The number of directors which constitute the whole Board of
Directors of the Corporation shall be fixed exclusively by one or
more resolution adopted from time to time by the Board of
Directors. The Board of Directors shall be divided into three
classes designated as Class I, Class II, and Class III,
respectively. Directors shall be assigned to each class in
accordance with a resolution or resolutions adopted by the Board
of Directors. At the first annual meeting of stockholders
following the date hereof, the term of office of the Class I
directors shall expire and Class I directors shall be elected for
a full term of three years. At the second annual meeting of
stockholders following the date hereof, the term of office of the
Class II directors shall expire and Class II directors shall be
elected for a full term of three years. At the third annual
meeting of stockholders following the date hereof, the term of
office of the Class III directors shall expire and Class III
directors shall be elected for a full term of three years. At
each succeeding annual meeting of stockholders, directors shall
be elected for a full term of three years to succeed the
directors of the class whose terms expire at such annual meeting.
Vacancies created by newly created directorships, created in
accordance with the Bylaws of this Corporation, may be filled by
the vote of a majority, although less than a quorum, of the
directors then in office, or by a sole remaining director.
ELEVENTH: Meetings of stockholders may be held within or without the State
of Delaware, as the Bylaws may provide. The books of the
Corporation may be kept (subject to any provision contained in
the laws of the State of Delaware) outside of the State of
Delaware at such place or places as may be designated from time
to time by the Board of Directors or in the Bylaws of the
The stockholders of the Corporation may not take any action by
written consent in lieu of a meeting, and must take any actions
at a duly called annual or special meeting of stockholders and
the power of stockholders to consent in writing without a meeting
is specifically denied.
TWELFTH: Advance notice of new business and stockholder nominations for
the election of directors shall be given in the manner and to the
extent provided in the Bylaws of the Corporation.

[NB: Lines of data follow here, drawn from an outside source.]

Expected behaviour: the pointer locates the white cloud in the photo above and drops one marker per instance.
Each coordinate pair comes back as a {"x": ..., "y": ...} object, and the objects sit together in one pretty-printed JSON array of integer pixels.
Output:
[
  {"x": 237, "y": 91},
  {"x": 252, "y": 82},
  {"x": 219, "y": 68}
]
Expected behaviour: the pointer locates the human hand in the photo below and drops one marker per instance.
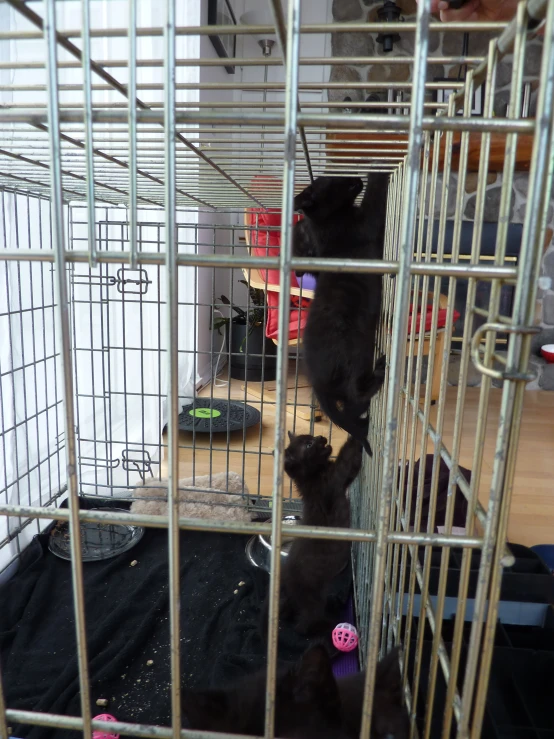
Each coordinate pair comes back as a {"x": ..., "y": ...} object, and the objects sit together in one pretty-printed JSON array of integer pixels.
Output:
[{"x": 476, "y": 10}]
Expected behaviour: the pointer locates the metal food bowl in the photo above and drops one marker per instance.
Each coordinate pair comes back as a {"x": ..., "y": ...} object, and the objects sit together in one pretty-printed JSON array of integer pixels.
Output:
[{"x": 258, "y": 548}]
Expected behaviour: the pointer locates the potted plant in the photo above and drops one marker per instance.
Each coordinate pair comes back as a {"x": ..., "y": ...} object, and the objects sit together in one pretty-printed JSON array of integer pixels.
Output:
[{"x": 250, "y": 350}]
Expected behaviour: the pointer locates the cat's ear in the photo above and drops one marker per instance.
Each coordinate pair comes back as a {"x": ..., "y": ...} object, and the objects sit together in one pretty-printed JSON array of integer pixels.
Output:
[
  {"x": 388, "y": 676},
  {"x": 304, "y": 200},
  {"x": 314, "y": 678},
  {"x": 201, "y": 707}
]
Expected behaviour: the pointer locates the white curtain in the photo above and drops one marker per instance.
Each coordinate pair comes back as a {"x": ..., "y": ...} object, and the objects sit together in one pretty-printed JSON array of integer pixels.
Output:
[{"x": 118, "y": 334}]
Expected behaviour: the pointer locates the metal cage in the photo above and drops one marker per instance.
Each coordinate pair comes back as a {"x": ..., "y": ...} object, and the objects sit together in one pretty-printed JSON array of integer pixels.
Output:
[{"x": 123, "y": 197}]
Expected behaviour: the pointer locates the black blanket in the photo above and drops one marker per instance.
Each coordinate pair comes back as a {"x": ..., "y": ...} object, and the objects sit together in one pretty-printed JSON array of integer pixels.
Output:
[{"x": 127, "y": 616}]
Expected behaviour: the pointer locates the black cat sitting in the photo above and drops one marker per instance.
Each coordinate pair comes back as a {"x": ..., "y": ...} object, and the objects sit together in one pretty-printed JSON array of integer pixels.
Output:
[
  {"x": 312, "y": 564},
  {"x": 339, "y": 338},
  {"x": 310, "y": 702}
]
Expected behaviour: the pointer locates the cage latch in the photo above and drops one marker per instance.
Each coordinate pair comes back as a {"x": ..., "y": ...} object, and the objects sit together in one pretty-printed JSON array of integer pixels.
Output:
[{"x": 489, "y": 371}]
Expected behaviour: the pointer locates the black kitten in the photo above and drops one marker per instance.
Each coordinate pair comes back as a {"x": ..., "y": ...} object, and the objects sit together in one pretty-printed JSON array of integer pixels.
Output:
[
  {"x": 339, "y": 338},
  {"x": 310, "y": 703},
  {"x": 312, "y": 564},
  {"x": 306, "y": 697},
  {"x": 390, "y": 717}
]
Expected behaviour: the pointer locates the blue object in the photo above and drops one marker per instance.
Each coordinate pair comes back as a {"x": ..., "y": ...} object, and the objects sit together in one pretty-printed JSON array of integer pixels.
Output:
[
  {"x": 307, "y": 281},
  {"x": 546, "y": 553}
]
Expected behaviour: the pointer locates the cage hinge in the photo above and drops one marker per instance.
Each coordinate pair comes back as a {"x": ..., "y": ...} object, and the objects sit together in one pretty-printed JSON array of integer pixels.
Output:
[
  {"x": 489, "y": 371},
  {"x": 127, "y": 278},
  {"x": 137, "y": 460}
]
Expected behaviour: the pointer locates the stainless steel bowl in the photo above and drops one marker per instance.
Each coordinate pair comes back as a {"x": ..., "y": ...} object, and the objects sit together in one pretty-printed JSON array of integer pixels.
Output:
[
  {"x": 258, "y": 548},
  {"x": 286, "y": 541}
]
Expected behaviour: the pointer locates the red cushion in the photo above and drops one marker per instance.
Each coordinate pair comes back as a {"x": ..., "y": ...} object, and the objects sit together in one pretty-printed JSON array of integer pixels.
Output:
[{"x": 264, "y": 243}]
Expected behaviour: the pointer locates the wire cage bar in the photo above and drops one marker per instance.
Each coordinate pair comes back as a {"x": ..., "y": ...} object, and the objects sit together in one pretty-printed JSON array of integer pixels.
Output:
[{"x": 133, "y": 181}]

THIRTEENTH: Notwithstanding any other provisions of this Restated Certificate
of Incorporation or any provision of law which might otherwise
permit a lesser vote or no vote, but in addition to any
affirmative vote of the holders of the capital stock required by
law or this Restated Certificate of Incorporation, the
affirmative vote of the holders of at least two-thirds (2/3) of
the combined voting power of all of the then-outstanding shares
of the Corporation entitled to vote shall be required to alter,
amend or repeal Articles NINTH, TENTH, ELEVENTH or TWELFTH
hereof, or this Article THIRTEENTH, or any provision thereof or
hereof, unless such amendment shall be approved by a majority of
the directors of the Corporation.
FOURTEENTH: The Corporation reserves the right to amend, alter, change or
repeal any provision contained in this Amended and Restated
Certificate of Incorporation, in the manner now or hereafter
prescribed by the laws of the State of Delaware, and all rights
conferred herein are granted subject to this reservation.

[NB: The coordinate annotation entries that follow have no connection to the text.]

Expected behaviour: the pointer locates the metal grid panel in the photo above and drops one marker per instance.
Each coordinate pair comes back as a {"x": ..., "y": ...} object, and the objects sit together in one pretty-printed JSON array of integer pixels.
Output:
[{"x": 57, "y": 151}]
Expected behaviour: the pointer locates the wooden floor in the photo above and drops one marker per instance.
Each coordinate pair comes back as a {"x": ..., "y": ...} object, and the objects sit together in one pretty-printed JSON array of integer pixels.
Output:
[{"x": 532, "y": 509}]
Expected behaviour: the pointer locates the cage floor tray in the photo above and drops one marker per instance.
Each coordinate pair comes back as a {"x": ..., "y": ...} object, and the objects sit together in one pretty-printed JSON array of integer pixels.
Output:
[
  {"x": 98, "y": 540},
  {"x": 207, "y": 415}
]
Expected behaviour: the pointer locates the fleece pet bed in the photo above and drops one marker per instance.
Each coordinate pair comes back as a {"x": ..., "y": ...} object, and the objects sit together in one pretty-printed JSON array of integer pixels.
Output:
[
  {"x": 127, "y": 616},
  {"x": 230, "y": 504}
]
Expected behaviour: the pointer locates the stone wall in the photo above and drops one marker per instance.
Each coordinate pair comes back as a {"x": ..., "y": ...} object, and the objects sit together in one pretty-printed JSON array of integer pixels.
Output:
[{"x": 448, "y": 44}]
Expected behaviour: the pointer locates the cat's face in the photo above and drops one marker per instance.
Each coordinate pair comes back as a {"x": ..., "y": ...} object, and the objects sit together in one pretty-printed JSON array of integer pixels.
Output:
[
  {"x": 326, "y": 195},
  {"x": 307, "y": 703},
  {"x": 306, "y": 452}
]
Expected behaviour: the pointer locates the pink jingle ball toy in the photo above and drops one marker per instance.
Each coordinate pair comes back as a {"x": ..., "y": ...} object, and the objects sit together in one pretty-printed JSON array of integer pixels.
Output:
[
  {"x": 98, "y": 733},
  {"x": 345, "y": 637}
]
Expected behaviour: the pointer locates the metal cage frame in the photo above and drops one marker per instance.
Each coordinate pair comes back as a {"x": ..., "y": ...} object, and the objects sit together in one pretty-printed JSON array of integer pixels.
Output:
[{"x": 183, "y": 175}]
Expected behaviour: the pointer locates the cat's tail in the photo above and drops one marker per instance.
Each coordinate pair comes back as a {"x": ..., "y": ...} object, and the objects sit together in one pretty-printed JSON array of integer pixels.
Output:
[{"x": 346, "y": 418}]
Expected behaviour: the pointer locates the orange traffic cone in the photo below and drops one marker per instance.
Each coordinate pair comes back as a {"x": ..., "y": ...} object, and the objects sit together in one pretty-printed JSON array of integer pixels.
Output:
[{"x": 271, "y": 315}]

(3) This Amended and Restated Certificate of Incorporation has been duly
adopted by the Board of Directors of this Corporation in accordance with
Sections 242 and 245 of the General Corporation Law.
(4) This Amended and Restated Certificate of Incorporation has been duly
approved, in accordance with Section 242 of the General Corporation Law, by vote
of the holders of a majority of the outstanding stock entitled to vote thereon.
IN WITNESS WHEREOF, the undersigned have executed this Amended and Restated
Certificate of Incorporation on this ____ day of February, 1999.